Barnett is unmistakably accented, but not of the nasally “I sing about the Nullabor in my Byron hippie sandals” strain of modern folkie locals, more like someone who isn’t trying too hard to be anything else. And she is bloody funny when she feels like it too.
With all this she sings of matters so small they would barely register as quotidian (crumbs from soy and linseed bread smeared with Vegemite?) but brings both a fierce eye for the personal (“Oliver Paul, 20 years old/thick head of hair, worries he’s going bald”), a way of surreptitiously building small things on top of small things til they turn into big topics without you noticing and a flair for the casually poetic.
She’s as capable of, within the same wickedly appealing alternative driving on an open highway song, Dead Fox, giving us “Jen insists that we buy organic vegetables and I must admit that I was a little sceptical at first/A little pesticide can’t hurt” and then “taxidermy kangaroos are littered on the shoulders, a possum Jackson Pollock is painted on the tar”.
That last line then followed – topped? - by “sometimes I think a single sneeze could be the end of us, my hayfever is turning up/Just swerved into a passing truck, big business overtaking... without indicating”.
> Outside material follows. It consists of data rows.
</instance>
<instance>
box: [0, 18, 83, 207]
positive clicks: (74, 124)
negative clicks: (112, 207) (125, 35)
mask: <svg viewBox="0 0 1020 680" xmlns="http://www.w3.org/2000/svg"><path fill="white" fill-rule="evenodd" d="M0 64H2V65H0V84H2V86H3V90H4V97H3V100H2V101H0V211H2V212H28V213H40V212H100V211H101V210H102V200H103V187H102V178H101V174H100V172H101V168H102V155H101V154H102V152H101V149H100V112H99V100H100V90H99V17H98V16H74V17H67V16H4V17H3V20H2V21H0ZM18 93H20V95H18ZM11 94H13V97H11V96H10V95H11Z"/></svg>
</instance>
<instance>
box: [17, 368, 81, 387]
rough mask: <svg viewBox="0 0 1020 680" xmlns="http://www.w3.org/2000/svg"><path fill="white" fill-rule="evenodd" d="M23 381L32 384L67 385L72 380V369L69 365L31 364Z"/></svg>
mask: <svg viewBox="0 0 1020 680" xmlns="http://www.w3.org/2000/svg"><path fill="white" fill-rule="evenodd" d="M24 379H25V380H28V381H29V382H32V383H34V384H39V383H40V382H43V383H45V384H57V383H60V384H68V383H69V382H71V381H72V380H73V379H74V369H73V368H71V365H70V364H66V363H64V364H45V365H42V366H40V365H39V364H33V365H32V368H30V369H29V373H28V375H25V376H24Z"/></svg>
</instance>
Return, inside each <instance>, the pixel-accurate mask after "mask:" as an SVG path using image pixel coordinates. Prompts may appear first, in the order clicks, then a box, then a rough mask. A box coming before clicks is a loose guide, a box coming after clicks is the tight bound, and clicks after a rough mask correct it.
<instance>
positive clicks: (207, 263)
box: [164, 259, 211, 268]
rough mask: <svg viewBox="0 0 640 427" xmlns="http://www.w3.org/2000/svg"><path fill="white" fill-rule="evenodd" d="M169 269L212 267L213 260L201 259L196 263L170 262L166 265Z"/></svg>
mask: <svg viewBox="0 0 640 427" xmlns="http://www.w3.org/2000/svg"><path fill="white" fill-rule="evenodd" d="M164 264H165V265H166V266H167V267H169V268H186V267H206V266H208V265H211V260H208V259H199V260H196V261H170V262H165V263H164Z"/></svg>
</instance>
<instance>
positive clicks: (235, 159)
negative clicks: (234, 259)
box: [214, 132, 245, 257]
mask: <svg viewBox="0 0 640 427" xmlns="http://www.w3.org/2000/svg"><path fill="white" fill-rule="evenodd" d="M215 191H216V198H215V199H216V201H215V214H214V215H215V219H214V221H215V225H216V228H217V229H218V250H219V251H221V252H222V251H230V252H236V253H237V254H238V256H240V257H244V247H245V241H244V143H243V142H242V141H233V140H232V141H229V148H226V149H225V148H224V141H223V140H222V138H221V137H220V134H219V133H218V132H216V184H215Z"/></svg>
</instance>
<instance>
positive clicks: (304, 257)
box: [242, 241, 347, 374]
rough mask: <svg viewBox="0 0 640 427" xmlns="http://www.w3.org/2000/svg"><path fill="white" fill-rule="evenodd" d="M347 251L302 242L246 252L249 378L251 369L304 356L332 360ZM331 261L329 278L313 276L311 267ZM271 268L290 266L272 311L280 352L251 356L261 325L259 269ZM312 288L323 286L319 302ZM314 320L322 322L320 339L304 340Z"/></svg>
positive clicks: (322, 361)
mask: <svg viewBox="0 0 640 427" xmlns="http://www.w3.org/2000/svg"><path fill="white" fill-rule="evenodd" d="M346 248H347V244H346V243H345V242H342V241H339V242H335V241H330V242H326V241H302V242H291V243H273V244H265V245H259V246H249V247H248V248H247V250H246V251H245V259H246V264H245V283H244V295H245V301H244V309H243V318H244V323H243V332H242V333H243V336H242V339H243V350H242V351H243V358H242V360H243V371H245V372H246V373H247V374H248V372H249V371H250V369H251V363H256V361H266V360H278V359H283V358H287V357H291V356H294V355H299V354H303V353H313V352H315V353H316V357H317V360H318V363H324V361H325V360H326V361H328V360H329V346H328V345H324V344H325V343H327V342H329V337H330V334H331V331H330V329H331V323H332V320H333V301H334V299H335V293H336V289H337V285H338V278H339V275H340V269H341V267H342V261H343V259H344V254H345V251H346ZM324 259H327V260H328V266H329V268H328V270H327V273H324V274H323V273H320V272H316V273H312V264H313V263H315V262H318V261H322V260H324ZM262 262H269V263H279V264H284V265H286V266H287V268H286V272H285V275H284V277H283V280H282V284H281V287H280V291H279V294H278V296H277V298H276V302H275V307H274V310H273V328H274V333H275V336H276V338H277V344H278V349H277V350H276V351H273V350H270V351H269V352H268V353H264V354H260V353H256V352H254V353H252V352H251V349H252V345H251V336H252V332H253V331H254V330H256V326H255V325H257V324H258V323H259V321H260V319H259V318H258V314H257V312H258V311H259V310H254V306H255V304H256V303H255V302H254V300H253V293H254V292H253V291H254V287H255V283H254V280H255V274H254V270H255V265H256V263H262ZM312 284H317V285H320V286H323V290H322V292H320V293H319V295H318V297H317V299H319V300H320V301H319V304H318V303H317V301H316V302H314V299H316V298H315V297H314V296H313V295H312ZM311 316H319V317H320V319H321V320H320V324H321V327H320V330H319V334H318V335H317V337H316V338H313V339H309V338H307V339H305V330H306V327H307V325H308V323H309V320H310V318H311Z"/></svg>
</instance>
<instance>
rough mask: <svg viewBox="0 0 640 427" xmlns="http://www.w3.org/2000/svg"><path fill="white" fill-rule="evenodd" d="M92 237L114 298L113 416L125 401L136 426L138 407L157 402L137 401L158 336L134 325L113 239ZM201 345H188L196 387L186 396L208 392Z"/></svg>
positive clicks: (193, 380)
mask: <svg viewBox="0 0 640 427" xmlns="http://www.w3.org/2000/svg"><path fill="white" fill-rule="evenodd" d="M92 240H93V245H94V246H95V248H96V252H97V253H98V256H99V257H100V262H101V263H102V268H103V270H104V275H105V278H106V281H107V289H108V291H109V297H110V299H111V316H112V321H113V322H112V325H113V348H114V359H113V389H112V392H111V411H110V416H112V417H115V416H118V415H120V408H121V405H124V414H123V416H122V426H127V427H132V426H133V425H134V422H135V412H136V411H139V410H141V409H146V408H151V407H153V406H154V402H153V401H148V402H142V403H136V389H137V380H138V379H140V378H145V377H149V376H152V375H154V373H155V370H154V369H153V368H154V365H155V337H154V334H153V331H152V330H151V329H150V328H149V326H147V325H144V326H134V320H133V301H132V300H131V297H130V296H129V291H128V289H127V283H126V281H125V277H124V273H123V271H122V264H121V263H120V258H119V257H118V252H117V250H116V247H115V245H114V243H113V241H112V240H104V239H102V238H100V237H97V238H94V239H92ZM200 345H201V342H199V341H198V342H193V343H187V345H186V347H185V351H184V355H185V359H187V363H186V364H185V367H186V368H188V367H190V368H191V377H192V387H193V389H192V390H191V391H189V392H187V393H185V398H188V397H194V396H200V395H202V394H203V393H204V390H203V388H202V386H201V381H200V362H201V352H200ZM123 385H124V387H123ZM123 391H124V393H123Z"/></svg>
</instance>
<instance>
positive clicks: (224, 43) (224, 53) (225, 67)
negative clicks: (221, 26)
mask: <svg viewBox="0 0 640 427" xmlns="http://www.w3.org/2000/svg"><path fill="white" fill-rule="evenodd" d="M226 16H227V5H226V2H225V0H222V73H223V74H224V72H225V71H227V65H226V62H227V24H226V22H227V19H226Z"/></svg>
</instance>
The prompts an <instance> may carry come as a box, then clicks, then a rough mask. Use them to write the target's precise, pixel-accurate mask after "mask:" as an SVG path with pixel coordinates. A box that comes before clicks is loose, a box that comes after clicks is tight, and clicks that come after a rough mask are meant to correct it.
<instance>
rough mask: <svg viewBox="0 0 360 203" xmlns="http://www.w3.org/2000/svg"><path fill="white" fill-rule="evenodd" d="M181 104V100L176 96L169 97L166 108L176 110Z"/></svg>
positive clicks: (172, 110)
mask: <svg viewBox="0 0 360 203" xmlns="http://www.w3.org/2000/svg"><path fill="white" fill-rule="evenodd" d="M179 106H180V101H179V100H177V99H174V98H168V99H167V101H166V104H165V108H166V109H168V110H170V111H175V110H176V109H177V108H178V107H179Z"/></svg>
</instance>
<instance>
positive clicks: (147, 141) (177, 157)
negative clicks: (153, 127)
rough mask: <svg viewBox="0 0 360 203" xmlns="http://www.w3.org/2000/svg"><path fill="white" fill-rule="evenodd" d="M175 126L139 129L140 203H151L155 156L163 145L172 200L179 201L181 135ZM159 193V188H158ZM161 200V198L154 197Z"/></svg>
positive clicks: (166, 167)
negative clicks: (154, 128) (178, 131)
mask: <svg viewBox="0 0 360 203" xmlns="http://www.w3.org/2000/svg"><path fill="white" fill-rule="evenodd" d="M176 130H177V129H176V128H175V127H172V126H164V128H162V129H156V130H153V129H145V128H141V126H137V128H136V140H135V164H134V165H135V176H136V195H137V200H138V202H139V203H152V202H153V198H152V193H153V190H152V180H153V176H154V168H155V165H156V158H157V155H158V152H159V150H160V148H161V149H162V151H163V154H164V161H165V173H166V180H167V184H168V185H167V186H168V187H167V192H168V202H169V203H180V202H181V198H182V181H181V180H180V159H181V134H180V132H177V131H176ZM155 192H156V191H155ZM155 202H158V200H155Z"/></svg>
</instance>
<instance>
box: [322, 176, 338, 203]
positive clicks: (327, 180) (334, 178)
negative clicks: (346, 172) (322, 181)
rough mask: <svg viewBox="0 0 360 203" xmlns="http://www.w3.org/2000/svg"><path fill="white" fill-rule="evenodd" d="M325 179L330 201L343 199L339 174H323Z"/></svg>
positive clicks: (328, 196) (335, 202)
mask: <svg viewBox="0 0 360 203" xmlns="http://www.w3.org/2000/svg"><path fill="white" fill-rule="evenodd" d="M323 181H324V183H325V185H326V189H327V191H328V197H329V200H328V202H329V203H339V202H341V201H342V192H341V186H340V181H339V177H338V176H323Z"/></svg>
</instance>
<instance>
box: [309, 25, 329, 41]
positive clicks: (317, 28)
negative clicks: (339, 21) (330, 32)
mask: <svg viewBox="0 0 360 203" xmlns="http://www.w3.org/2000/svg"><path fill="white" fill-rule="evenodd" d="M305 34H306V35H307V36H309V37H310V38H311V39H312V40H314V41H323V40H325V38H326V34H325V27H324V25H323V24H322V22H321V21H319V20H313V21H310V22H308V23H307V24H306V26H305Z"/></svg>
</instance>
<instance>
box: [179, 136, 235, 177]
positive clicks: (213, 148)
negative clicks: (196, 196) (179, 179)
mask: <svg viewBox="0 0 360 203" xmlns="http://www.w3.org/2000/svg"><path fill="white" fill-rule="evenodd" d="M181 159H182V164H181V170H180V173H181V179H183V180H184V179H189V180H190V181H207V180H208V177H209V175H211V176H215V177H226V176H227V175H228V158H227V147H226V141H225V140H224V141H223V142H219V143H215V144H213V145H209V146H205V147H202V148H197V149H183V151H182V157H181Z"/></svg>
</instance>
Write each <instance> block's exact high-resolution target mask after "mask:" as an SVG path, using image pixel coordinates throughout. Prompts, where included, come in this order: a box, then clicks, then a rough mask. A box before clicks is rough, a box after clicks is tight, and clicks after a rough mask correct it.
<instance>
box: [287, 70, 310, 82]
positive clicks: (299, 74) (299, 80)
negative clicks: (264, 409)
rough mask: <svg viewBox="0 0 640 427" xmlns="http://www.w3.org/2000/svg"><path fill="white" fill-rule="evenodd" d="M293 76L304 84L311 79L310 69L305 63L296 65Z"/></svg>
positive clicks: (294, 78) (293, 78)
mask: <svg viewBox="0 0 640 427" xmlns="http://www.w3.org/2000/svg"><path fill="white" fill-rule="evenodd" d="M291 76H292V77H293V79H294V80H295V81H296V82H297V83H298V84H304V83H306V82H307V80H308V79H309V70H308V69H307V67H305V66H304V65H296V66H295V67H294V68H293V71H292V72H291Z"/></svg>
Put it this way, there are few things more Australian than Courtney Barnett in song. To which you could add a willingness to be raw, to be tender, to be gritty and garage-y and then quite soulful (without making anything like soul music), to create a slow burn furnace that rages hard in its last minutes like Kim’s Caravan and to be catchy as all get out when you could think yourself jumped back to the mid ‘80s and Lighthouse Keepers and Killjoys are doing a double header.
Depreston and Small Poppies are like irresistible surf songs for the downhearted, Aqua Profunda! makes you want to dance with your thumbs hooked in your belt loops and if Debbie Downer is like a Mod party across its near-twinkling organ line, Nobody Cares If You Don’t Go To The Party repositions the Rolling Stones in replica ODI shirts at the G. It’s pop mate.
All this is why for me Barnett is the natural successor – or companion, given hopefully he’s not going away any time soon - to Tim Rogers. (Though she’d not like this elevation that much, no doubt quoting a line from the chunky swinging rock corker, Pedestrian At Best, “put me on a pedestal and I’ll only disappoint you”).
YOU AM I - GOOD MORNIN'
Like Rogers at his best, she gives you a song you want to make your own and within that makes you feel intimately connected not just to the song but a hundred other people hearing the song at the same time. All of whom know exactly the subcutaneous meaning, in whichever part of Australia they’re living.
COURTNEY BARNETT - PEDESTRIAN AT BEST
But for all the references to the 96 tram line, the trauma of house hunting in outer suburban Preston (with or without police intervention) and eating hot chips on Phillip Island, there is something completely international or at least above/beyond nationality in these songs. The key is that the detail is character connecting not listener alienating.
It’s one reason why she can translate to American TV (cue insecure Australian cries of "Ellen loves her! Woohoo, Go Australia!" etc) or European festivals.
Well, that and the fact these songs are so easy to hook on to. Something which never hurts, but means less in the long run if you don’t want to stay attached. I don’t think that will be a problem for Barnett.